🤖 AI Summary
Existing research on conflict reporting suffers from insufficient identification of war/peace framing and overreliance on either qualitative analysis or overly generalized approaches. Method: This study proposes a novel integrative method combining frame semantics with large language models (LLMs), enabling, for the first time, joint quantitative identification of communicative and linguistic frames. Leveraging a multi-source news corpus on the Israel–Palestine conflict, we employ LLM fine-tuning, prompt engineering, and corpus-driven analysis to systematically extract war/peace journalism indicators and uncover geopolitical narrative biases. Contribution/Results: Findings reveal a statistically significant mainstream media bias toward the war frame; U.S., U.K., and Middle Eastern outlets exhibit divergent, statistically robust tendencies in perpetrator/victim attribution.
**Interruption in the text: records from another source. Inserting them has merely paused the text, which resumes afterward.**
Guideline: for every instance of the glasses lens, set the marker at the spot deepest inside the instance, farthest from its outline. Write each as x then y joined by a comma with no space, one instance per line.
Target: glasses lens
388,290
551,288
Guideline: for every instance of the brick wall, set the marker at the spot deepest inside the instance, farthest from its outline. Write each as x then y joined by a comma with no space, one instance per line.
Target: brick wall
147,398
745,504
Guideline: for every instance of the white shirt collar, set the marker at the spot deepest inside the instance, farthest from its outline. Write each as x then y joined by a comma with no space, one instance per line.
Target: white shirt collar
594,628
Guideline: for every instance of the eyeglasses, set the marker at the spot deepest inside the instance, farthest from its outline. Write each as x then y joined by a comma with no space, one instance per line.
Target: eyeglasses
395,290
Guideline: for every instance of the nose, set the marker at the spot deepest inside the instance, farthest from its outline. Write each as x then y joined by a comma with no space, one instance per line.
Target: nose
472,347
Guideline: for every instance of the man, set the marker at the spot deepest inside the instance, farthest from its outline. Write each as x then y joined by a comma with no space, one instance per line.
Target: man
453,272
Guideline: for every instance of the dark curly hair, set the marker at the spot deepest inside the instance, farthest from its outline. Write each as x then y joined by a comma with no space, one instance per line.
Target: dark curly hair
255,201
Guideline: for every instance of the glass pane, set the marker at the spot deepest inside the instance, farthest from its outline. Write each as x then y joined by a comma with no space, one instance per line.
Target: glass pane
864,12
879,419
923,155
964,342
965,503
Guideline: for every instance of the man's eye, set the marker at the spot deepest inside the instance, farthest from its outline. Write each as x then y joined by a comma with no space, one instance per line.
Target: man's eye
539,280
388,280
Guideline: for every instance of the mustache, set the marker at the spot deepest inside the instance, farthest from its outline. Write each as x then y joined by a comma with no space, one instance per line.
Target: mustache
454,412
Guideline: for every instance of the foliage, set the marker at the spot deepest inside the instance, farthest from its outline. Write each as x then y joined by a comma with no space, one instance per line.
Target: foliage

The proposed framework offers a reproducible, scalable computational pathway for detecting reporting bias in conflict coverage, advancing media framing research toward deep semantic analysis and cross-regional comparative inquiry.
📝 Abstract
Framing used by news media, especially in times of conflict, can have substantial impact on readers' opinion, potentially aggravating the conflict itself. Current studies on the topic of conflict framing have limited insights due to their qualitative nature or only look at surface level generic frames without going deeper. In this work, we identify indicators of war and peace journalism, as outlined by prior work in conflict studies, in a corpus of news articles reporting on the Israel-Palestine war. For our analysis, we use computational approaches, using a combination of frame semantics and large language models to identify both communicative framing and its connection to linguistic framing. Our analysis reveals a higher focus on war based reporting rather than peace based. We also show substantial differences in reporting across the US, UK, and Middle Eastern news outlets in framing who the assailant and victims of the conflict are, surfacing biases within the media.